Council Endorses City-Wide Bicycle Safety Program

A Page Covering and Town-Gown Issues

Hoping to encourage residents to use bikes more often, the City Council supported unanimously last night the implementation of a bicycle safety program.

The use of bicycles as a primary mode of transportation would help relieve the city's congestion, parking and pollution problems, according to advocates of the program.

The Cambridge Bicycle Committee, a citizen's group commissioned by Mayor Alice K. Wolf, urged the city to establish more bike routes, construct bicycle racks, and implement biker education courses.

"[Bicycling] is a serious form of transportation in other cities," said Andy Rubel, a committee member. Safety concerns prevent people from biking here, he said.

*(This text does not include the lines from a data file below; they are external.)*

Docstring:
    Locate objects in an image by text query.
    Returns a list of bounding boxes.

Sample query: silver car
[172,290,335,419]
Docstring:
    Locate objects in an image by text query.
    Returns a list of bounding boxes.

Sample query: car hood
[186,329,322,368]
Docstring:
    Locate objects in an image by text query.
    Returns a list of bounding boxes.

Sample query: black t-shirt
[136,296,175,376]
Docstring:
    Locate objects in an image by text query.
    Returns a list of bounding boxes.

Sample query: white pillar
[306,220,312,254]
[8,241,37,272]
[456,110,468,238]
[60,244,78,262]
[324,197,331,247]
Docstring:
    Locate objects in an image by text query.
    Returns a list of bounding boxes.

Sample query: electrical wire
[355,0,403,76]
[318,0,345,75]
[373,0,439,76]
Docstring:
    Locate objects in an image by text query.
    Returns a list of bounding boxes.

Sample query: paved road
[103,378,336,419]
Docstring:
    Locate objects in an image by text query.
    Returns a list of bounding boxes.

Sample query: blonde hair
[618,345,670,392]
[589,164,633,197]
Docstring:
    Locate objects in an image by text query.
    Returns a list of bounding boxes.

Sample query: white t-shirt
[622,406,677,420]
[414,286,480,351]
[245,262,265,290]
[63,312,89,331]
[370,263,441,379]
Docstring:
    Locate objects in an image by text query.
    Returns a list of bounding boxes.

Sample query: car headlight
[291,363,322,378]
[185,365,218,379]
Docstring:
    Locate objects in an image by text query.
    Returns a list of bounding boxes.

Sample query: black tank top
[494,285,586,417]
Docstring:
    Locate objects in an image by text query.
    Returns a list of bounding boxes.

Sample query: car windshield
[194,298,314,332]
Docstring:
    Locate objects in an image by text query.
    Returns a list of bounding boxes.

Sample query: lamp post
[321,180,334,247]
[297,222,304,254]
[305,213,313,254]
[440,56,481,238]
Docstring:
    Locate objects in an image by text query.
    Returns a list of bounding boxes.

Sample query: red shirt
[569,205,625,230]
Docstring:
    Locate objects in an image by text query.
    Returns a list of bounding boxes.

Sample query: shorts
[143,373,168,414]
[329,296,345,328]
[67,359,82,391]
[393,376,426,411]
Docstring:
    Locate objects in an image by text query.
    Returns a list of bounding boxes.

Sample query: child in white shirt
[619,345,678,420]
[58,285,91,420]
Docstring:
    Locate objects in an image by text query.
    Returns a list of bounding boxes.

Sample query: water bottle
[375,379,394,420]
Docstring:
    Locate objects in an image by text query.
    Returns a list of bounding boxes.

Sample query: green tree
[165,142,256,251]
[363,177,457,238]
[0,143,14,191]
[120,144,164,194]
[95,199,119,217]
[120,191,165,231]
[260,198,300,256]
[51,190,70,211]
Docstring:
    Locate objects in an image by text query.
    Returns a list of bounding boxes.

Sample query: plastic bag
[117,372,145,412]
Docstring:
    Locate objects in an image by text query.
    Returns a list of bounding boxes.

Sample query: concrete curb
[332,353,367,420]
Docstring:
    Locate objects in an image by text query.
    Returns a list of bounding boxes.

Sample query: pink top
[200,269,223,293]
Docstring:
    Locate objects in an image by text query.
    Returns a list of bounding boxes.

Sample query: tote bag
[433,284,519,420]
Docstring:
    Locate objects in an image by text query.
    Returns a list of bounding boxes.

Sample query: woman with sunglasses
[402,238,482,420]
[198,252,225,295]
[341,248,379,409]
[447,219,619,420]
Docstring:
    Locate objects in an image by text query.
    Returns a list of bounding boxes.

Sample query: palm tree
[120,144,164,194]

The major feature of the safety program is a recommendation to establish an extensive bike route throughout Cambridge that would encourage people to use bikes in congested areas such as Harvard Square and MIT.

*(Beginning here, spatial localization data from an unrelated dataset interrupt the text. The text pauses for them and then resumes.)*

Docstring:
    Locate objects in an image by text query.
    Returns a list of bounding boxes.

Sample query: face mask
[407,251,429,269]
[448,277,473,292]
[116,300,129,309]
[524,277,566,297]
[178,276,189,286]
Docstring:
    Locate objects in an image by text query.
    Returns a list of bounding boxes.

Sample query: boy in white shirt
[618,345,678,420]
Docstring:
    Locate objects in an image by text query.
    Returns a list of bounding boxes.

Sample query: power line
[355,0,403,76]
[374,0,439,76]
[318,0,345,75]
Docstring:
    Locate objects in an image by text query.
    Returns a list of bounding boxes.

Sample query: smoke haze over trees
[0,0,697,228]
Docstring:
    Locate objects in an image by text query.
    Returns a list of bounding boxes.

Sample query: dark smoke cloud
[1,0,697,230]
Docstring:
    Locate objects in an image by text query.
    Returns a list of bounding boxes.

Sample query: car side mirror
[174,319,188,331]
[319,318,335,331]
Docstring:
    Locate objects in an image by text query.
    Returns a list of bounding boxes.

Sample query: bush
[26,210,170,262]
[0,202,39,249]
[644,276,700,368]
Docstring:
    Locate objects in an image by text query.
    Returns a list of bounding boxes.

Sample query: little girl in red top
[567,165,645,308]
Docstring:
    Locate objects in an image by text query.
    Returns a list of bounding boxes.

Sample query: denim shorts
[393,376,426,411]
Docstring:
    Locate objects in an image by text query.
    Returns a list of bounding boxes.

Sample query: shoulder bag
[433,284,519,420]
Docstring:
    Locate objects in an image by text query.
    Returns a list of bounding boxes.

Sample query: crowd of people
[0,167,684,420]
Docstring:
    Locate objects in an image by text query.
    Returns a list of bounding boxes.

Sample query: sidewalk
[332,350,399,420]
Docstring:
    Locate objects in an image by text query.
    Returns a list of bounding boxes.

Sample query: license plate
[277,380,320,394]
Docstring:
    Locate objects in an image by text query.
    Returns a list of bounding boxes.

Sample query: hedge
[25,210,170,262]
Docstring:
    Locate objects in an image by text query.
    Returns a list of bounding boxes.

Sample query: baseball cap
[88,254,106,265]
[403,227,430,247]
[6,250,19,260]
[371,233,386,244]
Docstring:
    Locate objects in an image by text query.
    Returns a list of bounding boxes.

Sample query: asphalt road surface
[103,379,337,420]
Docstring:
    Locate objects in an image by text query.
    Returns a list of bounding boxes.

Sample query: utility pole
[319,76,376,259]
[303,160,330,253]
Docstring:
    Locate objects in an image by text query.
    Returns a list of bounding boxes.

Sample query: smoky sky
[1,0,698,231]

Low speed limits and traffic circles would discourage cars from using designated "bicycle priority streets" that run parallel to major traffic arteries such as Mass Ave.

Under the plan, Harvard St., which runs parallel to Broadway and Mass Ave., would be turned into such a street.

The committee provided the council with a "preliminary bike route network" that details routes linking locations like Harvard Square, the Cambridge Common and Central Square.

"This is really a piece of what is emerging as a transportation policy linking together [public transportation] into a more coordinated system," Councillor Edward N. Cyr said.

According to the report, bicycling makes up less than two percent of commuter trips, walking makes up 15.3 percent and single-occupant auto trips make up 43 percent.

Although safety was a major factor in the passage of the recommendation, the council and the committee also cited environmental issues as reasons for approval of the plan.

"The fact is that we the public have to recognize that our transportation methods have to change...The implementation of reports like this has to be part of this change," Councillor Francis H. Duehay '55 said.

Duehay added that the phenomenon of global warming, worsened by car pollution, is a major environmental concern that can be alleviated by using bicycles more frequently.

City Manager Robert W. Healy will determine the financial feasibility of implementing the recommendations and will report back to the council at a future meeting.